Between late responses by the Donald Trump administration to take containment and prevention measures, the spread of the Coronavirus in the country puts millions of lives at risk, regardless of race, gender or immigration status.

But when it comes to an immigration detention center in the United States, the risk is even more imminent.

For years, immigrant rights organizations, activists, and politicians alike have warned of the critical health and humane conditions to which people detained by the Immigration and Customs Enforcement (ICE) agency are subjected in the country.

How are these centers supposed to deal with a pandemic that cannot be contained even on the streets?

With nearly 181,000 confirmed cases and 3,580, the United States is now the epicenter of the world's Coronavirus crisis, and since ICE announced the first confirmed case of a person in a detention center, calls for the release of detainees have only escalated.

“This is what public health experts have assured us would happen: People in detention centers are sitting ducks for the spread of this virus," Andrea Flores, deputy director of policy at the ACLU, said in a statement. "The same experts have also predicted that once outbreaks in detention centers begin, they will spread rapidly."

Especially in a detainee population of 38,000 in more than 130 prisons and detention centers across the country.

Since the outbreak of the epidemic in the country became known, both the ACLU and other organizations have sent letters and introduced lawsuits to demand "strategies" from the government and federal agencies to prevent and mitigate the crisis within their facilities.

"People in detention are very vulnerable to outbreaks of contagious illnesses," they wrote. "They are housed in close quarters and are often in poor health. Without the active engagement of the detention center's administration, they have little ability to inform themselves about preventive measures, or to take such measures if they do manage to learn of them.”

ICE officials responded to the organizations' concerns by assuring that the agency has the support of the Health Services Corps and isolation facilities, according to the Washington Post, adding that they "have received guidelines on the use of protective equipment.”

A prompt judicial response

However, with the rapid escalation of the crisis, activists and organizations have reinforced their calls, this time for the release of detainees at risk.

Despite the refusal of another district judge in Washington, Judge James E. Boasberg decided to press the agency on Monday, and although he did not go so far as to order the immediate release of some 1,350 migrant family members held in three centers in Pennsylvania and Texas, he did order immigration authorities "to report on their efforts to release families in custody by next week," the Post reported.

“I will order that in a week [April 6], the government has got to come back to me and give me answers about the capacity of these centers, videotapes of living conditions and steps taken toward release,” Boasberg said after a 45-minute hearing.

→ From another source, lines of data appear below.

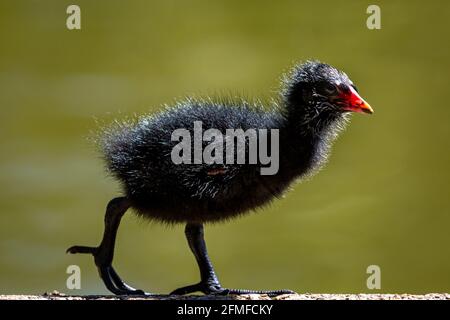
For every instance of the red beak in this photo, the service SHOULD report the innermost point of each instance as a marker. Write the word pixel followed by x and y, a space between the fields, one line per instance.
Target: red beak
pixel 355 103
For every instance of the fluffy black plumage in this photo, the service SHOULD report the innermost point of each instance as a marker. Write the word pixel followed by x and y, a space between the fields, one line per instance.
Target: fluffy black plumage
pixel 310 112
pixel 138 153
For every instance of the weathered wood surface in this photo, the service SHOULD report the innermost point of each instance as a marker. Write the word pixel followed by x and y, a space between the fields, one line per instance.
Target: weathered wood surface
pixel 308 296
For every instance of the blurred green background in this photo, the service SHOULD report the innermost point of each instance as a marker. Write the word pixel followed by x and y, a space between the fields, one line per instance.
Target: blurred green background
pixel 383 198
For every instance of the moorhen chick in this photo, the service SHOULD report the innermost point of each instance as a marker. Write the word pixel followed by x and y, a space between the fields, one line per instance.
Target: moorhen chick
pixel 312 109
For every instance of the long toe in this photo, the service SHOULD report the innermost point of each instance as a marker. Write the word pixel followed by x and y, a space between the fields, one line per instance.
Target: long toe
pixel 81 249
pixel 270 293
pixel 115 284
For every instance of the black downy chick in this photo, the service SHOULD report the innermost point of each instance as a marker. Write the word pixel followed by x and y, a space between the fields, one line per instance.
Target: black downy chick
pixel 314 105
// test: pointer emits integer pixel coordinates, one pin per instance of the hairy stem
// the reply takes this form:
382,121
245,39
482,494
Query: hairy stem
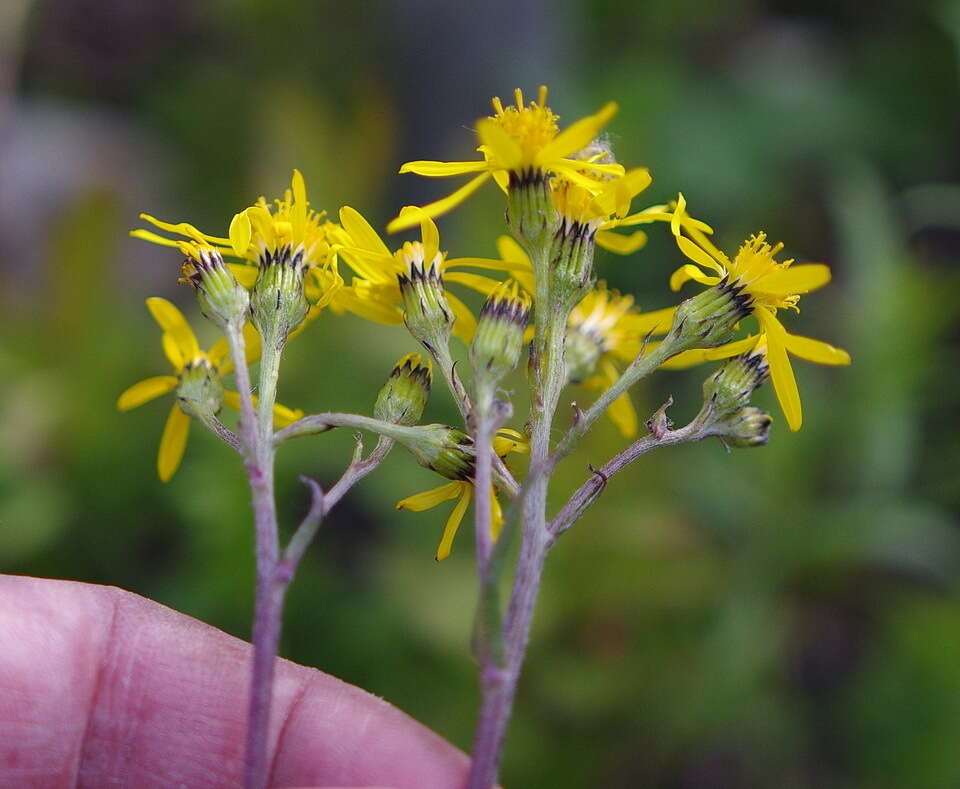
448,368
500,673
590,490
639,368
270,591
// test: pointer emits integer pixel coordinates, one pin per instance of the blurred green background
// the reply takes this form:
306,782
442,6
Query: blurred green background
787,616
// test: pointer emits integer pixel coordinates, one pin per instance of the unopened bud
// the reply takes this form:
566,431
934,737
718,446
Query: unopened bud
222,299
443,449
707,319
278,304
498,342
571,262
426,313
730,387
748,427
199,390
405,394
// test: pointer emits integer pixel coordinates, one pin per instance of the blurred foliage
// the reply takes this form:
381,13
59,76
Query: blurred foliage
778,617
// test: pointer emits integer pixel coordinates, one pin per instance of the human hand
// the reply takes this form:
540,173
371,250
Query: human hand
100,687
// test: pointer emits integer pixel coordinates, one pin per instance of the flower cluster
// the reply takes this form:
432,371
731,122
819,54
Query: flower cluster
282,263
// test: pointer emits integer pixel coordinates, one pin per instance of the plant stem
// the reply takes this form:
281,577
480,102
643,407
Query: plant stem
448,368
499,674
639,368
590,490
270,590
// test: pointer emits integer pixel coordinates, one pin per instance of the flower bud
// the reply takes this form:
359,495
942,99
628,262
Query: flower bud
222,299
199,390
426,314
278,304
571,262
730,387
748,427
442,449
707,319
405,394
498,342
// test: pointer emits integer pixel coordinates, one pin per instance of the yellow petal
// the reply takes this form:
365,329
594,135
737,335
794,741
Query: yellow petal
496,515
431,498
172,443
145,391
441,206
801,278
298,211
361,232
577,135
508,442
504,151
173,323
698,255
781,372
231,399
240,233
429,234
816,350
153,238
453,523
622,245
186,229
443,169
687,272
466,324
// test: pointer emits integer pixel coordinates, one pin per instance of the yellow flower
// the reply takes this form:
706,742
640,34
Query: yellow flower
286,231
520,142
764,285
184,354
777,346
603,330
376,295
600,212
506,441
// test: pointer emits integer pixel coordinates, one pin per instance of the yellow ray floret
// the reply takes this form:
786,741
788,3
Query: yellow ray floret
285,230
507,441
184,354
606,325
768,285
375,293
520,139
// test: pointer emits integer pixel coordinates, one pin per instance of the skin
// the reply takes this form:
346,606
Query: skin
103,688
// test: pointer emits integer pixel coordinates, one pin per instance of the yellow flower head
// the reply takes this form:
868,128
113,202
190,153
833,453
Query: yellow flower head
286,231
375,293
506,442
763,285
603,330
189,361
521,141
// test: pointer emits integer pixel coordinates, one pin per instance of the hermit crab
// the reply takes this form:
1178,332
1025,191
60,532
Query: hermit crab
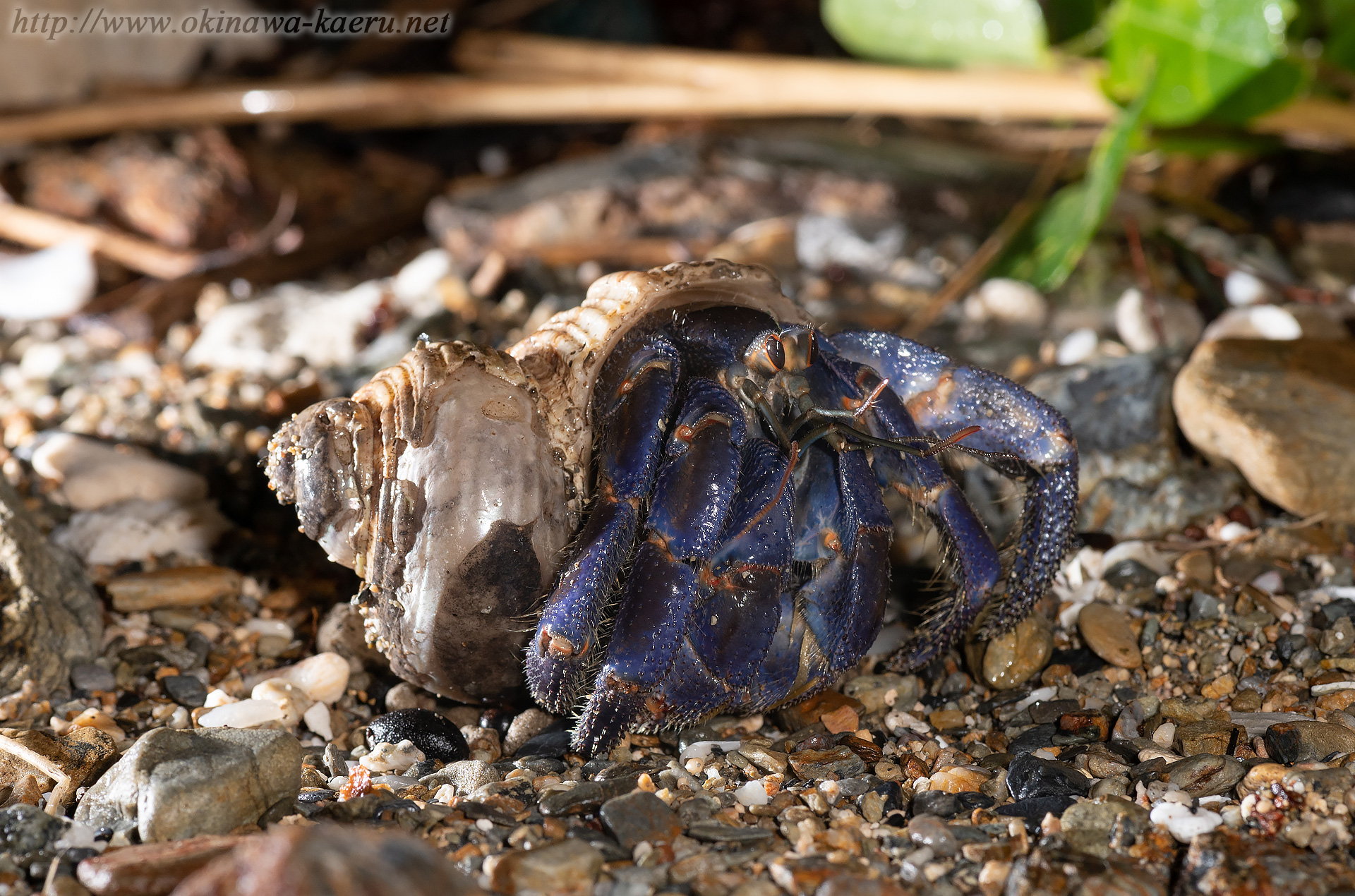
668,500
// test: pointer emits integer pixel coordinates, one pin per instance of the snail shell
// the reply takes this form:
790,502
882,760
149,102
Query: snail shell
453,482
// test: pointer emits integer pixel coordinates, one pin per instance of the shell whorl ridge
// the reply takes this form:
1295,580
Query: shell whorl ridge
562,358
453,480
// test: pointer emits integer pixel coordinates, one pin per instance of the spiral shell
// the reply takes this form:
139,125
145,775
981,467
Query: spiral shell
453,480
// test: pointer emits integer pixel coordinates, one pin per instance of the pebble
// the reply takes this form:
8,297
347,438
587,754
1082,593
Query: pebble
430,732
526,725
1206,775
1014,658
568,868
1030,777
388,757
151,869
1175,325
640,816
465,777
816,765
91,677
1184,823
174,784
174,587
92,475
1294,741
1278,411
1107,632
186,690
325,859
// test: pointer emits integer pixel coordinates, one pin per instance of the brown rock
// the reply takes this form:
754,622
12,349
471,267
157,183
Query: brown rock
1284,413
813,709
1016,656
175,587
327,859
52,617
1224,862
1109,635
152,869
568,868
1209,735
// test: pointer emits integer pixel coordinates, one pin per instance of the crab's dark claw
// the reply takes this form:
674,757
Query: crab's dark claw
1023,435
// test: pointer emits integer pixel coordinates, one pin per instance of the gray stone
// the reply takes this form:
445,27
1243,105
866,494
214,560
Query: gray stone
91,677
1206,775
526,725
640,816
1088,826
52,616
1308,741
178,784
1133,480
465,777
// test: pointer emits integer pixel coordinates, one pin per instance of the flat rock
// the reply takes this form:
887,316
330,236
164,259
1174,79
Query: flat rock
568,868
1013,658
52,616
1106,631
1224,862
328,859
640,816
1206,775
178,784
1088,826
816,765
1282,411
1308,741
151,869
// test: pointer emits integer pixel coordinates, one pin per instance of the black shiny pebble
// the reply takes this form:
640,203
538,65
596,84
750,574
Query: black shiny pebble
937,803
1129,574
1034,809
1289,644
553,744
1334,610
541,765
1030,777
1033,739
185,690
1048,710
428,731
1080,660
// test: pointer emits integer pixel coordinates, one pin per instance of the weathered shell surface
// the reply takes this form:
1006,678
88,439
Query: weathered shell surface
452,482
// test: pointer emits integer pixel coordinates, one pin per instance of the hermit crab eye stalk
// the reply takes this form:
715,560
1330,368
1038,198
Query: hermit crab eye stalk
800,346
767,356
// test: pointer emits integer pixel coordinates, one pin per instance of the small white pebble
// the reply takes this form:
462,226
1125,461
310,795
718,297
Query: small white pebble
1243,289
1184,823
752,793
1076,347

“Circumstances are changing rapidly, and if there are cases in these centers or there are other problems that are not compliant, I will revisit” the petitioners' emergency release request, the judge added.

Similarly, on Saturday, Los Angeles District Judge Dolly M. Gee issued an emergency order requiring federal agencies that operate detention facilities for migrant children to "report their efforts to release children in custody by April 6," and then proceeded to extend the order to cover their parents.

In Pennsylvania, District Judge John E. Jones III similarly ordered ICE to release 13 at-risk immigrants.

“It would be heartless and inhumane not to recognize [the] petitioner’s plight,” the judge wrote in response to the ACLU's lawsuit. “Should we fail to [order their release] … we will be party to an unconscionable and possibly barbaric result.”